Specifying accuracy better than 0.1 degree could drive the control or system design cost and schedule well beyond acceptable limits. Be realistic about the accuracy and stability that your process must hold at the setpoint.
Temperature Control Selection – Algorithm
The most common methods of temperature control are on-off control (sometimes called “bang-bang”) and proportional with optional integral and derivative (PID). If a process has a low thermal lag time between the source and sink of heat, and if the sensor is closely coupled to this path, then on-off control will always yield the most stable and close-to-setpoint temperature. It will probably also be the lowest cost.
When either or both of these conditions (thermal lag and sensor coupling) are not adequately met, some form of PID control is appropriate. This selection should not be made without careful consideration: It will always result in a higher cost and additional effort to obtain satisfactory adjustment of control parameters.
Proportional control can be adjusted to achieve a smaller overall fluctuation of temperature from the setpoint than on-off control. The average value of the process temperature reached, however, will still be somewhere within the maximum fluctuation obtained with the on-off control. This average value will depend on system parameters and cannot be significantly affected by the control.
Adding integral action (PI) will allow adjustment so the temperature fluctuation is small, and the average temperature value reached will be close to the setpoint. Upon startup or change of setpoint, however, there will be overshoot, which can be reduced (but not made arbitrarily small) by parameter adjustment.

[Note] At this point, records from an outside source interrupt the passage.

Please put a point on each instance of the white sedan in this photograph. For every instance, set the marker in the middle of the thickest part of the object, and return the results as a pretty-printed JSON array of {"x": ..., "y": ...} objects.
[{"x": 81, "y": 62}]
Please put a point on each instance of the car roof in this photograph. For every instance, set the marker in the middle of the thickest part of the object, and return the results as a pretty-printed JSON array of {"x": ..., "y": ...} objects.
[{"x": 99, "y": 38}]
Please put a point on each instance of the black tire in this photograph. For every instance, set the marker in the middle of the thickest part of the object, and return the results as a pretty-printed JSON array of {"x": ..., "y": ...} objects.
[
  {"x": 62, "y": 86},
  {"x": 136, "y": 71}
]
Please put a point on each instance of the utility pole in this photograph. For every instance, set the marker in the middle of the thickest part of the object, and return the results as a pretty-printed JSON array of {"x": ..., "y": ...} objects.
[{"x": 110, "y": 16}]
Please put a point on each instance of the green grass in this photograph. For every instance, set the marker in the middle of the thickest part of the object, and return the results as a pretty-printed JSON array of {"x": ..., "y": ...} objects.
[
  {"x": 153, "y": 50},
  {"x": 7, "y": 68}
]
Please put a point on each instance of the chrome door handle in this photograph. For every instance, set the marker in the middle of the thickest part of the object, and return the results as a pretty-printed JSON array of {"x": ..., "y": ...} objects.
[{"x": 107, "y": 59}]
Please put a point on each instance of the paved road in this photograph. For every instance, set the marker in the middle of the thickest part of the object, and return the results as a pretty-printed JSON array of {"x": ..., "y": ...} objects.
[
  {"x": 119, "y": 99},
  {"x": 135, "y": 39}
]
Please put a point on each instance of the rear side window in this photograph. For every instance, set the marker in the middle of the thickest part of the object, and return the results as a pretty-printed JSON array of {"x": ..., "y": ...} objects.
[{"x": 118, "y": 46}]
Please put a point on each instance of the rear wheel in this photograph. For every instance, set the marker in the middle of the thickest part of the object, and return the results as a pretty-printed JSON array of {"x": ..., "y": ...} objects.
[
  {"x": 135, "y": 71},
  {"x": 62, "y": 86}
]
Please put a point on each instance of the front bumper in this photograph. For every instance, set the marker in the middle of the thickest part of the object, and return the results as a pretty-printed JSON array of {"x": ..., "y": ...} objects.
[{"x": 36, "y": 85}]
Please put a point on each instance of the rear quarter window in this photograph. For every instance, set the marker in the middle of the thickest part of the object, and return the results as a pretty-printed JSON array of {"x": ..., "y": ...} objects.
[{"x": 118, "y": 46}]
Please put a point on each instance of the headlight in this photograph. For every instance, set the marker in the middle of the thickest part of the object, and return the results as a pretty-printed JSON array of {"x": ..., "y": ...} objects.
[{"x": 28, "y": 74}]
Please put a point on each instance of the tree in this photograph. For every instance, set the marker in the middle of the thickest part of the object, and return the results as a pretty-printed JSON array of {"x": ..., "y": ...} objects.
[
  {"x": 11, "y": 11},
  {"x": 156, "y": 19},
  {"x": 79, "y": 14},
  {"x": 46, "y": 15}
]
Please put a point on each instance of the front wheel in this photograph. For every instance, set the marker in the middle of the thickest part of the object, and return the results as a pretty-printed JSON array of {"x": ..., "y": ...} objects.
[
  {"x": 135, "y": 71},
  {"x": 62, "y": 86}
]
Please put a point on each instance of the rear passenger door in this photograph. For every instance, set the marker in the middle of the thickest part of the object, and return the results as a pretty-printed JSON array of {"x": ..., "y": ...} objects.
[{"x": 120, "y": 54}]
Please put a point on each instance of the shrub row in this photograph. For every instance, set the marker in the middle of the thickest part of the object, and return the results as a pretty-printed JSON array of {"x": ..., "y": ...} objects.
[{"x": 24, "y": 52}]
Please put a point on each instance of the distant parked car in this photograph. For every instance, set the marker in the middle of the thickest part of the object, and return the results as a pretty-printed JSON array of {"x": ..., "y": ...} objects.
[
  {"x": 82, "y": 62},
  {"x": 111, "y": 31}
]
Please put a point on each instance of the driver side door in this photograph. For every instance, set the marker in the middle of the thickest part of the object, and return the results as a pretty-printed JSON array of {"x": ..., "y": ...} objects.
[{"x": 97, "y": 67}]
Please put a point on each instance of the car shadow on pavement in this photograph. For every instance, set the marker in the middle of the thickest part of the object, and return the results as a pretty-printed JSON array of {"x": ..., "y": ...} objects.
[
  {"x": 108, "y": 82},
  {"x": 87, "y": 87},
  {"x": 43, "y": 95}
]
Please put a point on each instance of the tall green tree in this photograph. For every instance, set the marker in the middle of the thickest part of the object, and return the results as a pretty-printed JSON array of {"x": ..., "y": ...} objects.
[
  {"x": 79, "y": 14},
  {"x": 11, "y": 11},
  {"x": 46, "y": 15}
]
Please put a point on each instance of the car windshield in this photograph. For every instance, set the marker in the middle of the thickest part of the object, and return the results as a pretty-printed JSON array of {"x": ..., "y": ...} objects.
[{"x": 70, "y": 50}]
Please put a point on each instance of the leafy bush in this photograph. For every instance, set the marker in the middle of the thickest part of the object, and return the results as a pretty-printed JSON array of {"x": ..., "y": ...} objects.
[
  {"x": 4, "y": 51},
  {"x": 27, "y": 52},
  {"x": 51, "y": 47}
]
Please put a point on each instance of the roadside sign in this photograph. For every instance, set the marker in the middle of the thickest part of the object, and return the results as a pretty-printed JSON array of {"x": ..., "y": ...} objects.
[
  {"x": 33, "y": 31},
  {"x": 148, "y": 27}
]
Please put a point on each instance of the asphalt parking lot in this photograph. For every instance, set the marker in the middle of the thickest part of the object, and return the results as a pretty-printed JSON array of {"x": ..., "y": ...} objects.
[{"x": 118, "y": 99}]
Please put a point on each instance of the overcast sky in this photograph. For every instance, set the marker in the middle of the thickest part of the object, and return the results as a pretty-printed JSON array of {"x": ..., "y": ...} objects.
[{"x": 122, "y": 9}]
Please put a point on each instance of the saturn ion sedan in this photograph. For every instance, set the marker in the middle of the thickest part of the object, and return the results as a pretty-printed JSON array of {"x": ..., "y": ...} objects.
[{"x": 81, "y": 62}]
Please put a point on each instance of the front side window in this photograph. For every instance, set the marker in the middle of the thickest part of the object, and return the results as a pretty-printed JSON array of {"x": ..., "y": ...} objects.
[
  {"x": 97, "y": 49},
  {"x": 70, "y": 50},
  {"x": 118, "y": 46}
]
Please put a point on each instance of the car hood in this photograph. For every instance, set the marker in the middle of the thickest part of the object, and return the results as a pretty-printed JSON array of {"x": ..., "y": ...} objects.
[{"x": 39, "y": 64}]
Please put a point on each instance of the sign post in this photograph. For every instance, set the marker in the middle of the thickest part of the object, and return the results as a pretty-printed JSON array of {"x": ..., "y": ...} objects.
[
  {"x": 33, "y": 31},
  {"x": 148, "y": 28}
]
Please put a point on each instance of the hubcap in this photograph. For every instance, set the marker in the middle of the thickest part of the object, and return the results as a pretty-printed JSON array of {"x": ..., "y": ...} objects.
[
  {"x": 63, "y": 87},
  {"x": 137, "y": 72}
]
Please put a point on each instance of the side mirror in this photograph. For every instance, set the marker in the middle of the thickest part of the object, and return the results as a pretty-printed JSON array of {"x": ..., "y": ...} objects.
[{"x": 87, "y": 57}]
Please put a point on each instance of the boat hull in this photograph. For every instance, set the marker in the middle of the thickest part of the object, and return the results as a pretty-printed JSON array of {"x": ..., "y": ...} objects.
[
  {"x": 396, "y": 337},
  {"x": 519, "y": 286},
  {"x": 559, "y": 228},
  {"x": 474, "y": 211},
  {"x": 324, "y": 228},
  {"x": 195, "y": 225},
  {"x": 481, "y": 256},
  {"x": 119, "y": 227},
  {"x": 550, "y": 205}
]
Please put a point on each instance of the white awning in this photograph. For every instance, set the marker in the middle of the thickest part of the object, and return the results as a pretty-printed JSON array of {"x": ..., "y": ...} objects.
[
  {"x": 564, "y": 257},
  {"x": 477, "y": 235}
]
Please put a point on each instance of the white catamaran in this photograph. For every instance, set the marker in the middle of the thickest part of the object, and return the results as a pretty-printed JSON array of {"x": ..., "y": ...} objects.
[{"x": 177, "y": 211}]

Finally, adding derivative action (PID) will, in most cases, allow adjustment so that temperature fluctuation and average value are arbitrarily close to the setpoint with little or no overshoot. Unfortunately, this will come at the cost of slow rise and fall time on startup or change of setpoint. This cannot be arbitrarily adjusted. With PID, the parameter adjustments to achieve the desired temperature response may be lengthy, tedious and sensitive to system characteristics.
The most common methods of temperature control are on-off (sometimes called “bang-bang”) and proportional with optional integral and derivative (PID). Photos credit: Thermalogic Corp.
Temperature Control Selection – Display and Output
Consider carefully how process temperature and setpoint will be displayed to the user. Even a high quality controller and carefully designed system can appear to be unstable if the temperature readout is presented in 0.001 or even 0.01 degrees. Always specify readout precision in the largest unit that is meaningful to the process. One degree is usually adequate in non-scientific applications.
Control output to actuate active cooling devices will be specified according to the requirements of those devices. Common types include mechanical or solid-state relay contacts and analog voltage or current transmitters. The type of control of actuation usually has little or no effect on the quality of temperature control.
In conclusion, to design or troubleshoot satisfactory control of process cooling applications, start with system design, not control selection:
- Is there adequate cooling for the heat generated?
- Does heat have a low thermal resistance path to leave the process?
- Are system temperature gradients understood and minimized?
- Are precision and accuracy specified appropriately for the practical process requirements?
- Is the type of sensor appropriate for these specifications?
- Is the sensor placed at a location most important to the process?
- Is on-off control satisfactory for the process and user? (Only proceed to P, PI or PID if absolutely necessary.)
- Is the display precision appropriate to process and control stability?
Successful control of the cooling process and selection of a suitable control requires understanding the flow of heat in that process.